Differences observed between the two origins of E. coli, faeces from diarrheic calves or intestinal content or organs from necropsied calves, may be linked to the hypothesis that, most of the time, the necropsied calves were treated with antibiotics before death. Especially since, due to their economic value as meat calves, preventive treatment is often used when there are problems on the farm. The higher frequency of AmpC and AmpC-like resistance profiles may, therefore, be linked, under the previous hypothesis, to the preventive use of some β-lactam or other antibiotics with associated resistance of the type previously discussed. In addition, the almost systematic use of antibiotics when performing caesarean sections without a defined protocol [25] could also influence the resistance observed in beef calves. In dairy production, the intra-mammary use of β-lactams is also very frequent during mastitis or when drying off [26]. They are, moreover, the most widely used antibiotics in Belgium [21] and residues of these antibiotics can be found in milk, which, if given, even pasteurised, to calves will influence the resistance rate of E. coli [27]. Further analyses will be necessary to improve the understanding of this link between resistance and antibiotic utilisation.

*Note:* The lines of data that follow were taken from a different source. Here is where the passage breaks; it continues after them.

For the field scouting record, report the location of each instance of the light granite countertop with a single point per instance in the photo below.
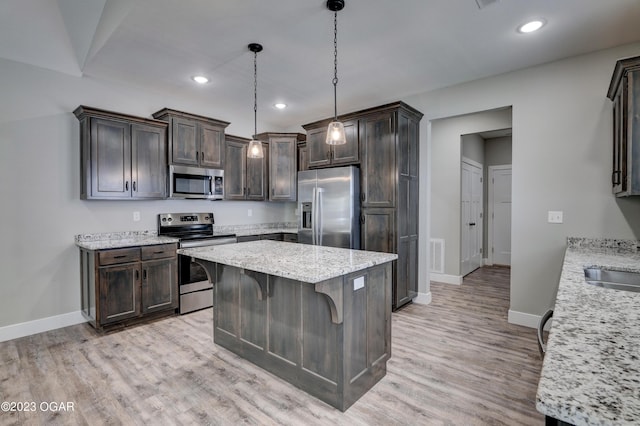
(591, 370)
(301, 262)
(110, 240)
(264, 231)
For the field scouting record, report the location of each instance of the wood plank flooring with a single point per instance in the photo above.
(454, 362)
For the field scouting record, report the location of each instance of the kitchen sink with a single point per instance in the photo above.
(617, 280)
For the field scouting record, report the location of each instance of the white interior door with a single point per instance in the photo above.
(500, 215)
(471, 217)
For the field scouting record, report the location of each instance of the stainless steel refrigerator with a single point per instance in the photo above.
(329, 207)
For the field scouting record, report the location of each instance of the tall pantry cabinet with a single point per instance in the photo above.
(388, 141)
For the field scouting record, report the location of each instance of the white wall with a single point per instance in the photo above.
(561, 161)
(39, 186)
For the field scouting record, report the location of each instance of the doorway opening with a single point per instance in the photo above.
(485, 200)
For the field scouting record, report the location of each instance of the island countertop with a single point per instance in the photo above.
(301, 262)
(591, 369)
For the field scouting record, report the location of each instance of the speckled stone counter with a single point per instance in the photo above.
(316, 317)
(111, 240)
(300, 262)
(591, 370)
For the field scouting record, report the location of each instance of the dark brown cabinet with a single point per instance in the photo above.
(320, 154)
(244, 178)
(388, 142)
(194, 140)
(624, 91)
(303, 156)
(283, 166)
(122, 157)
(126, 285)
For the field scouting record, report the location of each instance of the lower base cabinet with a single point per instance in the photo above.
(127, 285)
(331, 339)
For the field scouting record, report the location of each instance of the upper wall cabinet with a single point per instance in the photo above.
(624, 91)
(283, 156)
(194, 140)
(244, 178)
(121, 156)
(319, 154)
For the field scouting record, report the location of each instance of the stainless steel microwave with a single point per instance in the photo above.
(196, 183)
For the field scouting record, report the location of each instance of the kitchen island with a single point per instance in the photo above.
(591, 369)
(317, 317)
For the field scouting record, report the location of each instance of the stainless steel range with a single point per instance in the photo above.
(193, 230)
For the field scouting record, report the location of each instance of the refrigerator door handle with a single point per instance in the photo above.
(314, 216)
(319, 215)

The use of β-lactam antibiotics is widely spread and penicillins are the most used β-lactams, either in human [28] or in veterinary medicine [29]. This study confirms that compulsory regulation leading to a decrease in the use of 3 GC/4 GC is associated with a decrease in the associated resistances. Although, beyond the scope of this study, this observation raises the question of whether this type of regulation should also be applied to human medicine at the national level in the One Health context [30].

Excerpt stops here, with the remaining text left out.